My Observation on Teaching and Remakes

Last weekend I had the pleasure of seeing Broadway entertainer Sutton Foster at the Kennedy Center. As did the other many people in the theater, I thoroughly enjoyed the show. She is a talented singer and entertainer. Perhaps what impressed me the most was her rendition of John Denver's Sunshine On My Shoulders. As a person with a music background, I have always been choosy about what label, what orchestra, what performers, what venue when it comes to music. However, my biggest hang up has been when people choose to remake a song. I believe that beating the original is very hard - the standard so to speak. Unless the artist really takes the song and makes it their own, without changing its original intent, a remake can be a disaster. So how does this apply to teaching? The standard. If we as educators, can take the standards and make them our own, without changing their purpose or intent, we won't lose the art of teaching.
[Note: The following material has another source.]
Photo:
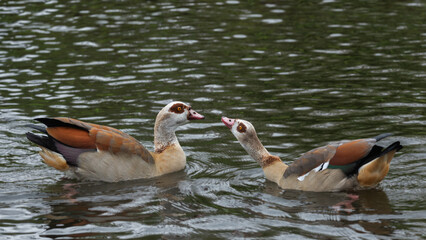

I hear people say that the standards have ruined teaching. I disagree. I feel that we lose creativity and the art of teaching when we focus purely on skill and drill. We all need to take a lesson from the arts - you can achieve a standard in multiple ways. You can do it by putting your own spin on it and making it your own. AND you can please your audience when you do it. Sutton Foster didn't sing the song like John Denver, but everyone knew exactly what the song was, got the same message, but was able to hear it from her perspective and interpretation. She made it her own with her own style. Creativity can't get lost in our society of accountability. Rather, it should be the glasses through which we see education. I know kids appreciate it too!